Effect of forced AF1q expression on T-cell development in humanized mice. (A-B) CD34⁺ HPCs (1.5 × 10⁵ cells) exposed to the AF1q, A2M, or empty vectors were injected intravenously into irradiated NSG mice, and the BM, spleen, and thymus were harvested 8 weeks later. Single-cell suspensions were analyzed by multicolor flow cytometry to determine the extent of CD45⁺GFP⁺ chimerism and for phenotyping the cells. Percentages of GFP⁺ cells among CD45⁺ human cells present in the BM (A) or the thymus (B) of individual recipient mice are shown (transduction efficiency: 14% ± 2%; 8 mice per condition; 2 experiments). Median percentages are indicated by a horizontal bar. (C) Effect of AF1q or A2M on thymus colonization.

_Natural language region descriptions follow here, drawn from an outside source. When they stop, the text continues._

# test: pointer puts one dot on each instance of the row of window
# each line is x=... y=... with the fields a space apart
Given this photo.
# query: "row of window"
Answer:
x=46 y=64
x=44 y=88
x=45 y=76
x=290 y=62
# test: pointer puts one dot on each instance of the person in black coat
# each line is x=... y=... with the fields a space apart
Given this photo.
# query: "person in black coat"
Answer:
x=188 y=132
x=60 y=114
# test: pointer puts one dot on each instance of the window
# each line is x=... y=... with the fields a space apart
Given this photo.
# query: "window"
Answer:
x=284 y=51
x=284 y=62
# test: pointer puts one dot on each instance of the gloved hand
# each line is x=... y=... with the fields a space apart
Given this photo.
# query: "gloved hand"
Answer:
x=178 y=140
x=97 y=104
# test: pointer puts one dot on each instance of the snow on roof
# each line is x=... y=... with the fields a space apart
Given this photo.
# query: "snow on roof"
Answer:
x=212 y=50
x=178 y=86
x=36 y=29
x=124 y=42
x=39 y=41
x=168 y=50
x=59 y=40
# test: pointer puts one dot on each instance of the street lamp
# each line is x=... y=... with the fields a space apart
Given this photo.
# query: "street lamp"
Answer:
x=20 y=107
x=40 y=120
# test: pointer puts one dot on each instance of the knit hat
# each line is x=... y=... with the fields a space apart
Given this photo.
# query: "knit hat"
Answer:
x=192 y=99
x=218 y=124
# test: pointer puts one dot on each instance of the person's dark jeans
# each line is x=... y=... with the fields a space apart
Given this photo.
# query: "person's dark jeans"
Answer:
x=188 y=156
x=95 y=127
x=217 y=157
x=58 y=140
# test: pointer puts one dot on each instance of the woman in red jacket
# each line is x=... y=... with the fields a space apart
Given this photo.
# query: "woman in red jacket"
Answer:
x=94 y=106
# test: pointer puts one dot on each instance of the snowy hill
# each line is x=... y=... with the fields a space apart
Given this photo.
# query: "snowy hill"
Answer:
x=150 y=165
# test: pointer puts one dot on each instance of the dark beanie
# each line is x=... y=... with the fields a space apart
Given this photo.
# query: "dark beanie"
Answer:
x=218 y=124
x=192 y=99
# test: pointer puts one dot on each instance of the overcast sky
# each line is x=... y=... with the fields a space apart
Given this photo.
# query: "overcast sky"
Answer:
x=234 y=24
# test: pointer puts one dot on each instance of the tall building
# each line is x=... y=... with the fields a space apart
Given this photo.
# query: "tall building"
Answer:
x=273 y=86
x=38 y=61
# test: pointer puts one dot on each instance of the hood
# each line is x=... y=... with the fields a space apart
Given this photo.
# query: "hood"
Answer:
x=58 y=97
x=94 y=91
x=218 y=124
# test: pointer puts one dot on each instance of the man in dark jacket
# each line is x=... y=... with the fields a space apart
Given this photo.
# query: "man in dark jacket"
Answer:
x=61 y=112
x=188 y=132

The efficiency of thymus engraftment was calculated as the ratio of GFP⁺CD45⁺ cell percentages detected in the thymus and BM of individual mice. Statistically significant differences (P < .05; Student t test) between AF1q/A2M and control mice are marked by asterisks. (D-F) Percentages of CD7⁺ and CD10⁺ lymphoid precursors (D) or of multipotent CD7⁻CD10⁻ HPCs (E) among CD34⁺GFP⁺CD45⁺ BM cells. (F) percentages of CD4⁺CD8⁺ and CD4^+/−CD8^+/− single-positive T cells among thymic GFP⁺CD45⁺ cells. Means ± SD percentages are shown. Statistically significant differences are marked as above. (G-H) Flow cytometric analysis of CD45⁺GFP⁺ cells in the BM (H) and thymi (I) of individual mice at week 8 after grafting. Numbers in quadrants indicate the percentages of each population.

Figure 7

Effect of AF1q deficiency on T-cell development in humanized mice. (A-B) NSG mice were injected with CD34⁺ HPCs (1.5 × 10⁵ cells) exposed to shAF1q or scrambled shRNA vectors and analyzed as described in Figure 6. The percentages of GFP⁺ cells among CD45⁺ human cells present in the BM (A) or thymi (B) of individual mice are shown (transduction efficiency: 12% ± 3%; 8 mice per condition, 2 experiments). Median percentages are indicated by a horizontal bar. (C) Effect of AF1q deficiency on thymus colonization. The efficiency of thymus engraftment was calculated and expressed as above. Statistically significant differences are marked by asterisks. (D-E) Percentages of CD7⁺ and CD10⁺ lymphoid precursors (D) or of multipotent CD7⁻CD10⁻ HPCs (E) among CD34⁺GFP⁺CD45⁺ BM cells. Statistically significant differences are marked by asterisks. (F-G) Flow cytometric analysis of CD45⁺GFP⁺ cells in the BM (F) and thymi (G) of individual mice at week 8 after grafting. Numbers in quadrants indicate the percentages of each population.